Strange, I know. I don’t think that this trick has anything to do with my body craving hard surfaces. I think it has a lot more to do with removing myself from the space I was in and putting myself in a new space. Somehow the shift off the mattress works as a switch on my brain, and whatever it was that was keeping me awake – because obviously it wasn’t the bed – clicks off with the change of location.
You would think that knowing this would have changed how I handled other problems too, but that is not the case. You would think that I would be able to draw some parallels between being able to sleep on the floor and moving out of any other space that made me restless. You would think…and you would be wrong.
It has only recently occurred to me that the things that make me angry or hurt have everything to do with how I handle a situation and very little to do with who hurt me or made me angry. Basically, instead of shooing these people out the door, I could change the way I react to them, or * GASP * tell them how I feel and ask them to stop.
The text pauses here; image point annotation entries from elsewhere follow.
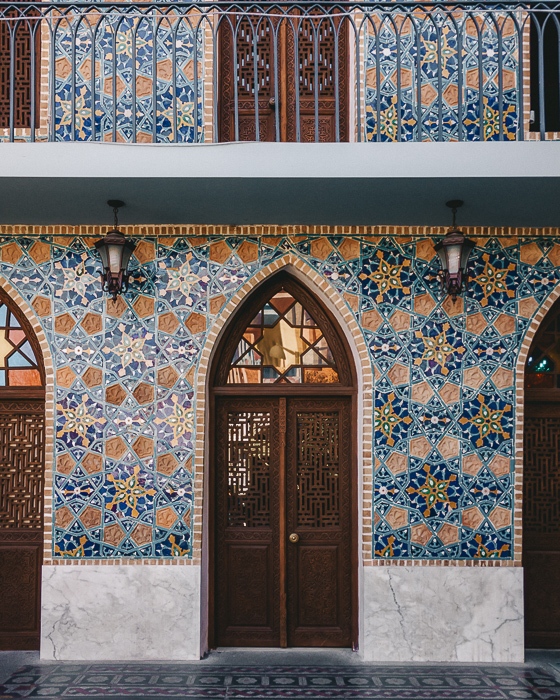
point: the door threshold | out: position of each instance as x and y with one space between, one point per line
275 656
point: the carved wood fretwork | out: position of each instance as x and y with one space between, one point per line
319 512
247 544
22 438
249 562
20 38
542 475
283 465
21 467
258 59
249 469
329 64
317 469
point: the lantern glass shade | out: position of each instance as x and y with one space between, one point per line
454 251
453 256
115 252
127 251
468 245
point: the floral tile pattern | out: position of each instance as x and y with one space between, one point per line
444 395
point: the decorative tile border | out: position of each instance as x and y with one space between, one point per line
128 484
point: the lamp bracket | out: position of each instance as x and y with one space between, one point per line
115 205
454 204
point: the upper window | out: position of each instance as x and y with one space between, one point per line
18 363
543 365
283 344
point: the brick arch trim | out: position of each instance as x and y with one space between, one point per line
331 298
27 311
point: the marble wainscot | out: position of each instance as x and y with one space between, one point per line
100 613
446 614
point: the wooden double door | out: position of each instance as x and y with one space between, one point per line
283 551
283 78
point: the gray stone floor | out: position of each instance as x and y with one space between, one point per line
279 675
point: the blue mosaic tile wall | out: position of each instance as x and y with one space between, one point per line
438 77
443 78
444 383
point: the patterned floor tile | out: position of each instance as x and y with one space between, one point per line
119 681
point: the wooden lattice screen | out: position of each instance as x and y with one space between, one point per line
18 34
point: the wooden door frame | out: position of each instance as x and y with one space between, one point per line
229 339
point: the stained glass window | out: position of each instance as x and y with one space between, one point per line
543 365
18 364
283 345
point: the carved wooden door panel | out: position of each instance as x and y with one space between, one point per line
247 584
291 65
541 526
283 468
21 521
321 45
319 587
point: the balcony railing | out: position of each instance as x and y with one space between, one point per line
196 72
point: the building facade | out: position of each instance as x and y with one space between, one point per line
285 432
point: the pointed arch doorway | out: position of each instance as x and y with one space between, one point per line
22 452
283 476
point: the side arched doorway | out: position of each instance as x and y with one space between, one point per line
541 487
283 475
22 450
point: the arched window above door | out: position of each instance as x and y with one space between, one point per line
284 337
543 363
18 357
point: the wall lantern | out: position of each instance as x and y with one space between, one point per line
115 252
454 251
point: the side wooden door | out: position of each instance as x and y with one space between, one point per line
247 542
283 522
21 522
319 566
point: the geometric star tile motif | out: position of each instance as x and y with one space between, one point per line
444 393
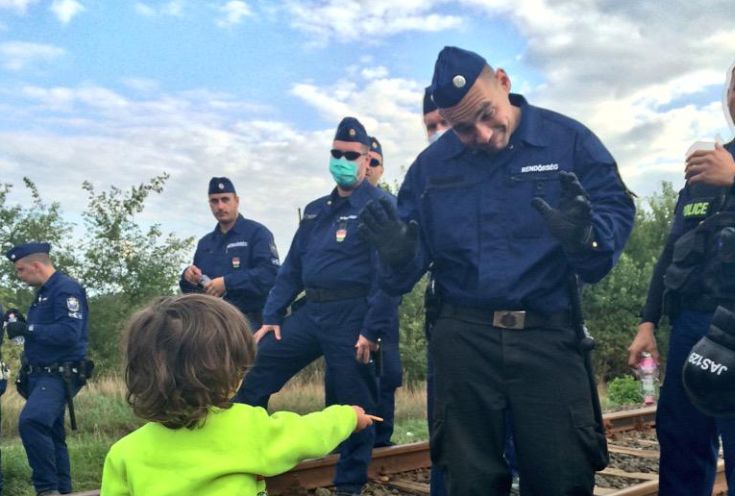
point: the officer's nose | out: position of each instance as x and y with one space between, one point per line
483 134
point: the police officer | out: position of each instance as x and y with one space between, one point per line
434 123
55 347
695 275
507 207
345 312
238 260
391 373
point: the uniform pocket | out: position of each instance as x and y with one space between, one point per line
593 442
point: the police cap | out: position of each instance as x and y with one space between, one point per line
709 371
429 105
221 185
350 129
455 71
17 252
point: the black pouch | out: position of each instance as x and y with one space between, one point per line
21 383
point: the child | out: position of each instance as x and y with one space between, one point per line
186 357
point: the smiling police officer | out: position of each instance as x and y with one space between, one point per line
238 260
53 364
508 207
344 313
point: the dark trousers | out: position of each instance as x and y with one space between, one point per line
41 428
330 329
387 383
537 378
689 440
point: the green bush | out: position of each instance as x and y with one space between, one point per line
624 391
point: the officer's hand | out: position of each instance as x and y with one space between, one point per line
395 240
265 329
571 223
645 340
193 275
215 287
364 346
13 311
363 421
17 328
715 167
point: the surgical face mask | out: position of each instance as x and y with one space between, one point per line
436 136
343 171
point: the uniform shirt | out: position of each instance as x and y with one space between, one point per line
327 252
59 316
695 203
229 455
490 248
247 258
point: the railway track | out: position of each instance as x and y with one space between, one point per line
396 467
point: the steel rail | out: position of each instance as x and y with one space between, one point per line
312 474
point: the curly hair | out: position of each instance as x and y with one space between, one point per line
185 355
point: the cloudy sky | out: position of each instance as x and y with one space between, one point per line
115 92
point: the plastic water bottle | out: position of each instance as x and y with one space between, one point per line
18 340
648 373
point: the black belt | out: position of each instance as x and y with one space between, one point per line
54 368
318 294
507 319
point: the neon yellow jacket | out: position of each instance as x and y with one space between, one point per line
229 455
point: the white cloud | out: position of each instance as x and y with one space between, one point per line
19 6
172 8
233 13
349 20
17 55
65 10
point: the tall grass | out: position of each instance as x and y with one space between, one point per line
104 416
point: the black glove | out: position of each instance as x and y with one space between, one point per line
17 328
395 240
571 223
709 371
13 311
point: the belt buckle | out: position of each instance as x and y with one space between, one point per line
509 319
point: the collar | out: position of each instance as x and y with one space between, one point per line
236 228
50 282
359 197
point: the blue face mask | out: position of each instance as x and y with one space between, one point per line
343 171
436 136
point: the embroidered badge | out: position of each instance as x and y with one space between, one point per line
72 304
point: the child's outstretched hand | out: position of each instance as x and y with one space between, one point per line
363 420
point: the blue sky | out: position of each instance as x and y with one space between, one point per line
115 92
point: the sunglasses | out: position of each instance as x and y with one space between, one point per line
348 155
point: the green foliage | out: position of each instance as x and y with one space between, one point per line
624 390
121 265
612 306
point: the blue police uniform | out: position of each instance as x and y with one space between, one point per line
337 269
247 258
492 252
688 439
57 324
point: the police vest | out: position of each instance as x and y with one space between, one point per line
702 270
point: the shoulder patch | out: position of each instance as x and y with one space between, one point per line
72 304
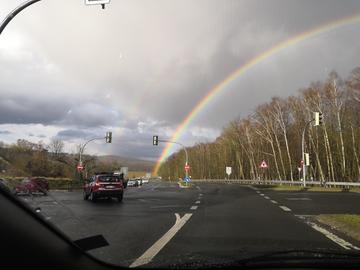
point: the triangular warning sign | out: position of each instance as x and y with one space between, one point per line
263 164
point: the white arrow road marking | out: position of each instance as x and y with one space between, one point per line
159 244
285 208
298 199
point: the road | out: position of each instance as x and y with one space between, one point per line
215 222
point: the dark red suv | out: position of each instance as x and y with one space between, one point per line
104 185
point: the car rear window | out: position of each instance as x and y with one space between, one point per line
108 178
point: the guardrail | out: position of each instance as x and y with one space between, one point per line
277 182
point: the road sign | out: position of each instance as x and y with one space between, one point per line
307 159
108 137
80 167
96 2
228 170
124 170
155 140
263 165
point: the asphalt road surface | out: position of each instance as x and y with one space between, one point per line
161 224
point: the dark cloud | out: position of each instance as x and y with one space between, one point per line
70 134
143 65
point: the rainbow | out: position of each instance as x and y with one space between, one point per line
214 92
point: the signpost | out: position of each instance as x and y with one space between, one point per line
263 165
80 167
228 171
299 169
97 2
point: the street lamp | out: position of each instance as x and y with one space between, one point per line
108 139
186 167
318 120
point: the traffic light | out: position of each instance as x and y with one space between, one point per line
108 137
316 118
155 140
320 118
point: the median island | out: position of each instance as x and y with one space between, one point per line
345 223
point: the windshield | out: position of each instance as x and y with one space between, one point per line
233 126
106 178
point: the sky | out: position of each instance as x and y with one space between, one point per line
137 68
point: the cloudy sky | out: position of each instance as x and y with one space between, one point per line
137 68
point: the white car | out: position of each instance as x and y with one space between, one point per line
145 180
133 183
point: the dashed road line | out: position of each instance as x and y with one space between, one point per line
159 244
285 208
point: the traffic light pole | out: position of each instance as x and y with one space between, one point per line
303 151
186 155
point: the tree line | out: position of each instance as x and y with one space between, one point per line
25 158
273 133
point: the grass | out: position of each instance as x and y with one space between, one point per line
346 223
310 188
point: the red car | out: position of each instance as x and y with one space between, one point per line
104 185
32 185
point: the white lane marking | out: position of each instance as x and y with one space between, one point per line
165 206
332 237
159 244
285 208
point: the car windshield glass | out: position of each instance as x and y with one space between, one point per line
187 133
107 178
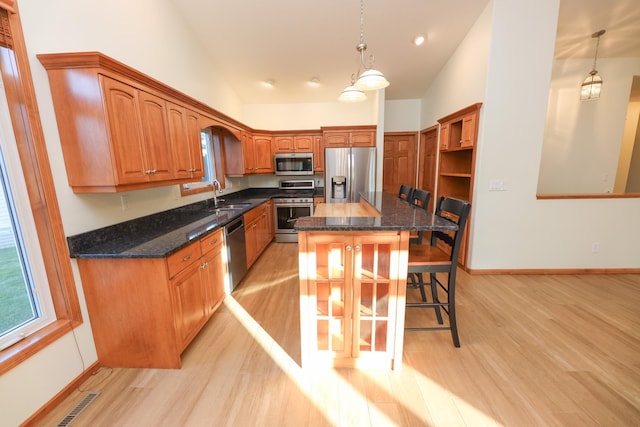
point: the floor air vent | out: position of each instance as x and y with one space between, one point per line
73 414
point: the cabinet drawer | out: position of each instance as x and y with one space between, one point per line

If this seems like a simple concept, you’re way ahead of me in the game of life. I have only just identified my ego as my biggest enemy, and for the first time in my life I actually get it when my dad tells me that you can’t change people, you can only change how you react to people.
But just because I get it doesn’t mean I can follow through with it, or I would be sleeping on my proverbial floor more often. If I got it completely, I would be able to demand more for myself, and stop trying to sell myself short. I would be able to ask for what I need instead of hoping others will recognize what I am worth and treat me accordingly. That approach hasn’t worked so far, so I think it’s time I try a different approach. So I’m getting out of the bed and choosing the hard uncomfortable floor to help flip the switch in my brain, the switch that says I’m not worth something unless someone else has noticed it and said so.
So, instead of waiting for someone else to notice how much I’m worth, I’m going to just tell him or her myself. Perhaps by doing this I can also convince myself that it’s true. Maybe, eventually, I will be able to start sleeping the bed again, because I will have moved it to a new, better, more restful, space.